Overview

Groß-Berlin, often written as Gross-Berlin where ß is unavailable, refers to the enlarged city created by the Prussian parliament on 27 April 1920. The law that enacted this change is commonly known as the Greater Berlin Act (Groß-Berlin-Gesetz). The statute redefined municipal boundaries and fused a number of neighbouring towns, villages and estate districts into a single urban district to better reflect the social and economic reality of the expanding metropolitan area.

The formal title of the measure was the "Law Regarding the Reconstruction of the New Local Authority of Berlin" and it came into effect on 1 October 1920. The act removed the enlarged city from the direct jurisdiction of the Province of Brandenburg and established Berlin as its own administrative district. The reform aimed to unify planning, public services, transport and taxation across areas that had already become integrated with the capital.

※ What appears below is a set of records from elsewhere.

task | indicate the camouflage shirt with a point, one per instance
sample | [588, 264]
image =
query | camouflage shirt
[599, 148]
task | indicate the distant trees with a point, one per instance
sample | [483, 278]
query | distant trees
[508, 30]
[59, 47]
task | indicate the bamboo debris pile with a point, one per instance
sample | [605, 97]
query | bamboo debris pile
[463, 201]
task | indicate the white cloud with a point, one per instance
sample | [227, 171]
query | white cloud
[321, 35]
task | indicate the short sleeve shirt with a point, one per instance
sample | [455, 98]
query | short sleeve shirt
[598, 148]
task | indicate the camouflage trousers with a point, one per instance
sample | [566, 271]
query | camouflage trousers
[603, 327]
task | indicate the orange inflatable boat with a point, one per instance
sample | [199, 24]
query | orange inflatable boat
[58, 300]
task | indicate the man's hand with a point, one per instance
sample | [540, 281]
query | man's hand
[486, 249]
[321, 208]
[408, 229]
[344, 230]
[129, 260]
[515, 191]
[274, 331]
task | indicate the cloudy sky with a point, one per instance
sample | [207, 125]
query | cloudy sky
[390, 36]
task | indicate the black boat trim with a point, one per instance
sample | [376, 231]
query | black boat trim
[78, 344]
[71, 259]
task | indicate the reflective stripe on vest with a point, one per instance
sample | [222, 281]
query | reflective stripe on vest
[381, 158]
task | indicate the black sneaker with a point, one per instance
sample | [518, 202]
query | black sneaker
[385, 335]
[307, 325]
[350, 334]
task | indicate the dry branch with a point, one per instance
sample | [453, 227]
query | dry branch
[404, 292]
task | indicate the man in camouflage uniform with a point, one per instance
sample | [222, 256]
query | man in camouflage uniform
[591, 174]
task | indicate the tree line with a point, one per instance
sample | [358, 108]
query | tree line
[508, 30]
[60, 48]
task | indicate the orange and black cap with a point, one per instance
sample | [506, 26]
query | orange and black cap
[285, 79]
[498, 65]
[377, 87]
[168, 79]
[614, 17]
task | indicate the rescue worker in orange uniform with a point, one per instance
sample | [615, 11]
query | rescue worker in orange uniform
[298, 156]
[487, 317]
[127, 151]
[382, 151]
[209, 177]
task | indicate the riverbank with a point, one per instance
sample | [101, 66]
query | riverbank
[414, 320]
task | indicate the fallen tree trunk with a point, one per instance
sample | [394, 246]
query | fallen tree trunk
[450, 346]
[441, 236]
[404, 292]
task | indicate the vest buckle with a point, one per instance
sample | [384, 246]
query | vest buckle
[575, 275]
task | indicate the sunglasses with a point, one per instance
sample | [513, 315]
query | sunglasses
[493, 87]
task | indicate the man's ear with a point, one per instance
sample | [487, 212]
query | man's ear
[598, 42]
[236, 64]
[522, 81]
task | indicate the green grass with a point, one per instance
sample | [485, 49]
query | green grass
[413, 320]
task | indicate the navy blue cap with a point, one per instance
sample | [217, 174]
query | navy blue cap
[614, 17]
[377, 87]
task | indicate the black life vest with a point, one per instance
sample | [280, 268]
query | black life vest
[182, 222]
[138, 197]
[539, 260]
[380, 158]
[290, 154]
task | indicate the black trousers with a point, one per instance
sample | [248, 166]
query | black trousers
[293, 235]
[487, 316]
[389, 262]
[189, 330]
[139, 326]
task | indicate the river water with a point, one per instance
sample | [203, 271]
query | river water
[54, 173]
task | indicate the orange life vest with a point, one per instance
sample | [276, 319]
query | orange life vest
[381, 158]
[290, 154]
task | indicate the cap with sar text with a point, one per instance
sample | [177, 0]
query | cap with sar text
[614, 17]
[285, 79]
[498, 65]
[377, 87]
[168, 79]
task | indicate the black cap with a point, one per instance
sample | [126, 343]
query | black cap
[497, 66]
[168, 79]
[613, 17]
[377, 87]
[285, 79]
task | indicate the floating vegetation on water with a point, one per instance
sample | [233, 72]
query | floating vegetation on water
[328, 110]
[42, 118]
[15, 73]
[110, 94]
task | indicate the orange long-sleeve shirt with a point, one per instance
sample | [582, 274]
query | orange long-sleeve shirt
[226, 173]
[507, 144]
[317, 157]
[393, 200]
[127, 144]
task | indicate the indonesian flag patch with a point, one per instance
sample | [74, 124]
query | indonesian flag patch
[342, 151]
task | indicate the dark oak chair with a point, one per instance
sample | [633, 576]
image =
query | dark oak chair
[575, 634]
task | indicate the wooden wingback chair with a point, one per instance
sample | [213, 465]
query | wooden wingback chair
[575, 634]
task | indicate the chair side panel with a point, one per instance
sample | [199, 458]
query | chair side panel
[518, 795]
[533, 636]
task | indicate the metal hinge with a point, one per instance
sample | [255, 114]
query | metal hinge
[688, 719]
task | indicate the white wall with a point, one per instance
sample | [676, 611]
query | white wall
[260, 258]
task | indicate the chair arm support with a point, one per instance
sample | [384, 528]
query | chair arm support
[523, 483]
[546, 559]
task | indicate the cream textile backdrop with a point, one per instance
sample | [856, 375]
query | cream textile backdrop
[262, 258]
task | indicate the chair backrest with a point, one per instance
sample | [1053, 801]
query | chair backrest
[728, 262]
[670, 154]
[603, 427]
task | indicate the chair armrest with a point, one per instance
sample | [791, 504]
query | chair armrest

Territory and population changes

The new territory represented a dramatic rise in area and inhabitants. The city grew from about 66 km2 (25.5 sq mi) to roughly 883 km2 (340.9 sq mi), making it some thirteen times larger than the pre-1920 municipality. Population figures roughly doubled, rising from near 1.9 million to almost 4 million, as many residents of incorporated towns and rural suburbs became part of a single city administration.

Boroughs and incorporated towns

To manage the enlarged territory the law divided Groß-Berlin into 20 boroughs (Verwaltungsbezirke). These included central districts that had formed Alt-Berlin as well as formerly independent towns and newly defined suburban boroughs. Boroughs drawn from the old city included Mitte, Tiergarten, Wedding, Prenzlauer Berg, Kreuzberg and Friedrichshain. The seven formerly independent towns became boroughs themselves: Charlottenburg, Köpenick, Lichtenberg, Neukölln, Schöneberg, Spandau and Wilmersdorf. Additional boroughs represented larger villages or suburban clusters, including Pankow, Reinickendorf, Steglitz, Tempelhof, Treptow, Weißensee and Zehlendorf.

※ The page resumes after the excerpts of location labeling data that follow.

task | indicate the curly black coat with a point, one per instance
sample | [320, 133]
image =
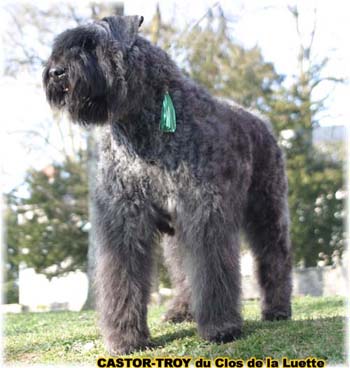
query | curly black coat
[219, 173]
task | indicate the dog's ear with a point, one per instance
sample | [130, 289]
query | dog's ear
[124, 28]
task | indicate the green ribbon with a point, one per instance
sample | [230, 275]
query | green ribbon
[168, 116]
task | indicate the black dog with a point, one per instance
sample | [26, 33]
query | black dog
[219, 171]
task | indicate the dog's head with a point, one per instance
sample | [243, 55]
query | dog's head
[86, 72]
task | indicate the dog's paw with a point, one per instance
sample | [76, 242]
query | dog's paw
[227, 333]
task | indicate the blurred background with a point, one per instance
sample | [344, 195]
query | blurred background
[286, 60]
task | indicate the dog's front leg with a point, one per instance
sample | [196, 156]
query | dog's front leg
[125, 232]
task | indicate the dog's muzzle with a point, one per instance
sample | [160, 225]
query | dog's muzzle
[57, 73]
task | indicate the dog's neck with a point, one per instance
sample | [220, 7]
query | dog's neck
[152, 75]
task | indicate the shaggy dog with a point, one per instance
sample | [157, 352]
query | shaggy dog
[218, 173]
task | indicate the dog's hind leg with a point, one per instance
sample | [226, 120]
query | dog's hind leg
[179, 307]
[267, 230]
[211, 243]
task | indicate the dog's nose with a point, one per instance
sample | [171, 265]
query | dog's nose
[56, 72]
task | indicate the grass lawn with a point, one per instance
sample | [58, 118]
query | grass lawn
[317, 329]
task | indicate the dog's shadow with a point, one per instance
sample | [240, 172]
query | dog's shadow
[165, 338]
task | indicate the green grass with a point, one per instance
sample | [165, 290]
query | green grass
[317, 329]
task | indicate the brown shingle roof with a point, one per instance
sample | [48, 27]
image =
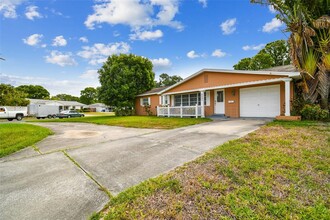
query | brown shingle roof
[153, 91]
[285, 68]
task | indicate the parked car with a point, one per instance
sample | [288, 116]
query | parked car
[43, 111]
[70, 114]
[13, 112]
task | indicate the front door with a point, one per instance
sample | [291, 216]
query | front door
[219, 101]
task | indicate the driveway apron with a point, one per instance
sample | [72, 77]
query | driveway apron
[65, 181]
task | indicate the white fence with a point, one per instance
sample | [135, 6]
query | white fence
[180, 111]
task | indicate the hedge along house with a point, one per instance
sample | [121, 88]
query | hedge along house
[231, 93]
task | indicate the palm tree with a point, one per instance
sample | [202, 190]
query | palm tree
[309, 26]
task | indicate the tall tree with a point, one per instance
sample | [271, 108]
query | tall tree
[88, 95]
[308, 22]
[10, 96]
[275, 53]
[243, 64]
[65, 97]
[166, 80]
[122, 77]
[279, 51]
[34, 91]
[261, 61]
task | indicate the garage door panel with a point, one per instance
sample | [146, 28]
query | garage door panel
[263, 101]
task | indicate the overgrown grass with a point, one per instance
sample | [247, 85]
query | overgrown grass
[18, 136]
[280, 171]
[135, 121]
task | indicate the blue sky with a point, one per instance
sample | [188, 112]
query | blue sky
[60, 44]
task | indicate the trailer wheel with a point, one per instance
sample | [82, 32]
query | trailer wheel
[19, 117]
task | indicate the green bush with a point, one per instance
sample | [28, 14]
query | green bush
[314, 112]
[123, 111]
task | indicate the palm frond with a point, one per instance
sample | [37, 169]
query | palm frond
[322, 22]
[310, 63]
[326, 61]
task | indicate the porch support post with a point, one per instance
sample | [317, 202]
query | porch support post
[202, 104]
[287, 96]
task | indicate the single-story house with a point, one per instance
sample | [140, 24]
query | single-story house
[63, 105]
[231, 93]
[98, 107]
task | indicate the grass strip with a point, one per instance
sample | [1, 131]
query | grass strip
[16, 136]
[280, 171]
[135, 121]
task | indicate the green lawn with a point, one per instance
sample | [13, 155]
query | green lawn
[18, 136]
[135, 121]
[280, 171]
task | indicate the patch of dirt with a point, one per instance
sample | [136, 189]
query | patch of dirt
[78, 134]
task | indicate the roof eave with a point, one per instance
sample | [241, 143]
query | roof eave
[295, 75]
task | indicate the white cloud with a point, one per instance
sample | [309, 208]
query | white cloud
[272, 26]
[228, 26]
[135, 13]
[218, 53]
[90, 74]
[53, 85]
[8, 7]
[146, 35]
[161, 63]
[192, 54]
[253, 47]
[203, 2]
[31, 12]
[33, 40]
[272, 9]
[116, 34]
[59, 41]
[61, 59]
[98, 53]
[83, 39]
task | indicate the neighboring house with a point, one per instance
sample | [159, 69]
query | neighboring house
[232, 93]
[98, 107]
[63, 105]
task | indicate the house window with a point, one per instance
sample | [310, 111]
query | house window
[206, 78]
[193, 99]
[177, 100]
[219, 96]
[199, 98]
[165, 100]
[145, 101]
[185, 100]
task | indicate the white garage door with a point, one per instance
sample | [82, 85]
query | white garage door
[263, 101]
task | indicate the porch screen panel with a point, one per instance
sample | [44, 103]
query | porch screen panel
[193, 99]
[185, 100]
[177, 100]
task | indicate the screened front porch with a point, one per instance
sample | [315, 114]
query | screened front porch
[183, 105]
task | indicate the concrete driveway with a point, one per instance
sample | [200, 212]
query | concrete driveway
[62, 176]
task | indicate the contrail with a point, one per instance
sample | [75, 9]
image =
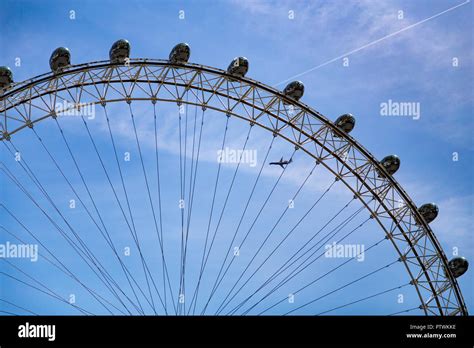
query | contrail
[372, 43]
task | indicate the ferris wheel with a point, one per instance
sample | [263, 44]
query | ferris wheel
[166, 187]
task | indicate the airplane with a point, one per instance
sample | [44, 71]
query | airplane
[282, 163]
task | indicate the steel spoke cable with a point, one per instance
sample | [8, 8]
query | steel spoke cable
[145, 267]
[107, 279]
[404, 311]
[45, 292]
[344, 286]
[134, 237]
[192, 182]
[151, 204]
[331, 271]
[217, 282]
[79, 251]
[228, 195]
[194, 185]
[271, 231]
[105, 235]
[17, 306]
[182, 202]
[302, 267]
[212, 210]
[159, 207]
[286, 265]
[364, 298]
[24, 165]
[42, 285]
[254, 222]
[64, 269]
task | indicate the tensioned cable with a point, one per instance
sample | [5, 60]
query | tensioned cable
[182, 181]
[296, 271]
[192, 180]
[404, 311]
[212, 208]
[145, 266]
[48, 292]
[150, 200]
[270, 233]
[106, 281]
[364, 299]
[159, 207]
[343, 287]
[106, 236]
[91, 138]
[329, 272]
[286, 265]
[216, 283]
[20, 307]
[65, 269]
[34, 178]
[228, 193]
[65, 236]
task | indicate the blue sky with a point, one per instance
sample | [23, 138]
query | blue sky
[413, 66]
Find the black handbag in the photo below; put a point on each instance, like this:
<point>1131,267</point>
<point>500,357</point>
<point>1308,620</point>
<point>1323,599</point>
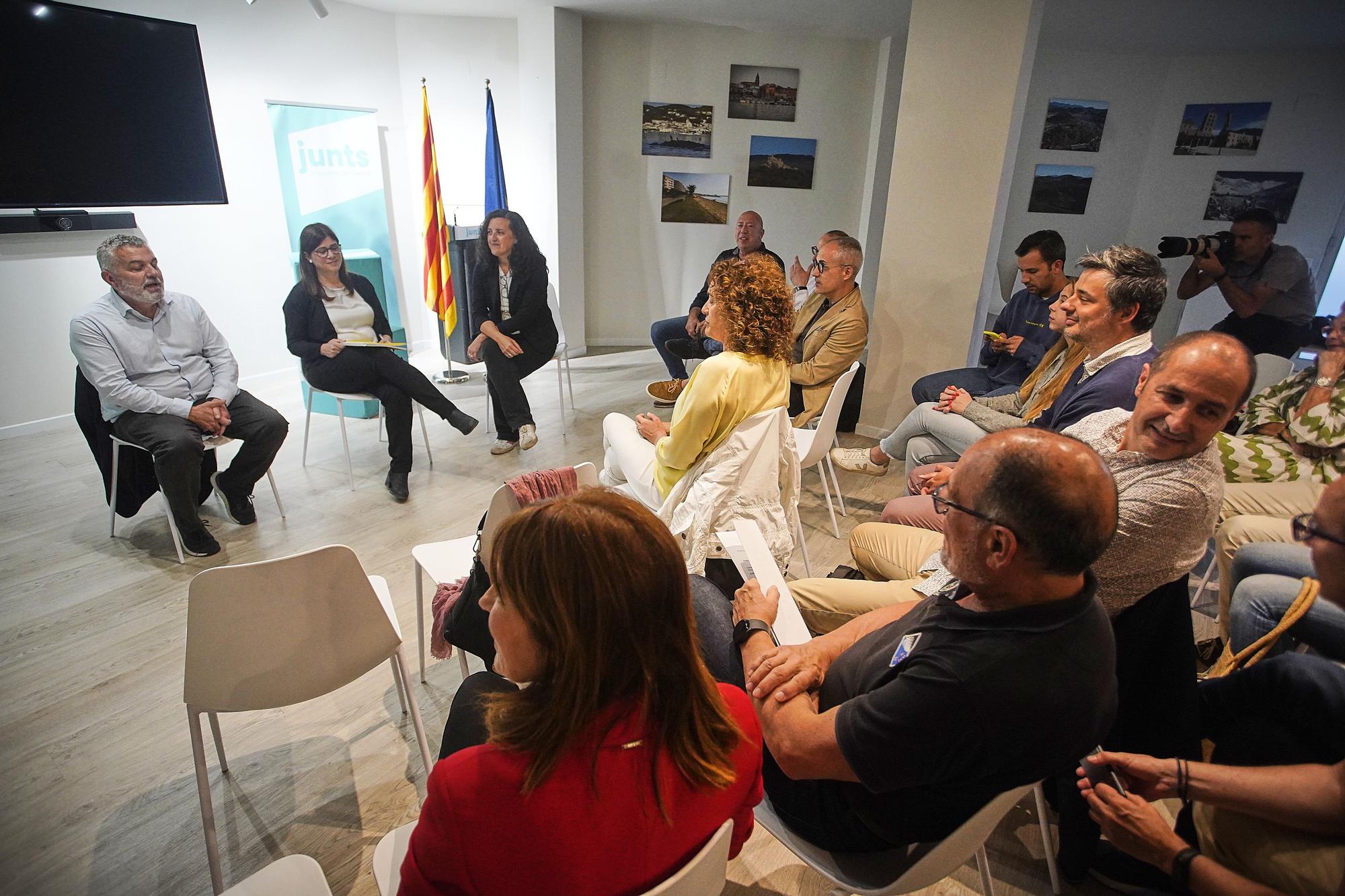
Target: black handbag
<point>467,626</point>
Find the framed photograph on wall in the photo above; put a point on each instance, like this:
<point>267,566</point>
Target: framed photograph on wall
<point>763,93</point>
<point>782,162</point>
<point>691,197</point>
<point>677,130</point>
<point>1074,124</point>
<point>1237,192</point>
<point>1222,130</point>
<point>1061,189</point>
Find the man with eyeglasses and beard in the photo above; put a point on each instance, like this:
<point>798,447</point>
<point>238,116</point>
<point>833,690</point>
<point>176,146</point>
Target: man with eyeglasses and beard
<point>1268,813</point>
<point>902,724</point>
<point>167,380</point>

Administrative impact and later changes

The Greater Berlin Act was more than a boundary change: it centralized municipal functions such as housing policy, public health, transport and urban planning. By bringing urban and suburban communities under one roof, it enabled comprehensive infrastructure projects and standards that matched the needs of an industrial metropolis. The boundaries defined in 1920 largely persist today, although the political divisions shifted during the Cold War era—most notably with the division of the city and later the creation and splitting of boroughs in East Berlin during the 1970s and 1980s.

Significance and notable facts

Groß-Berlin set a precedent for metropolitan consolidation by integrating diverse settlements—industrial districts, garden suburbs and rural estates—into a single municipal framework. The law transformed civic governance, influenced urban planning in the Weimar Republic and left a territorial legacy that survives in contemporary Berlin. The reform also simplified administration around landmarks such as the Berliner Stadtschloss, whose grounds had previously been treated as a separate estate district before incorporation.

The consolidation embodied in Groß-Berlin remains a landmark in the administrative history of European cities—an early example of adapting municipal law to metropolitan growth and a foundational step toward the modern shape of Germany's capital.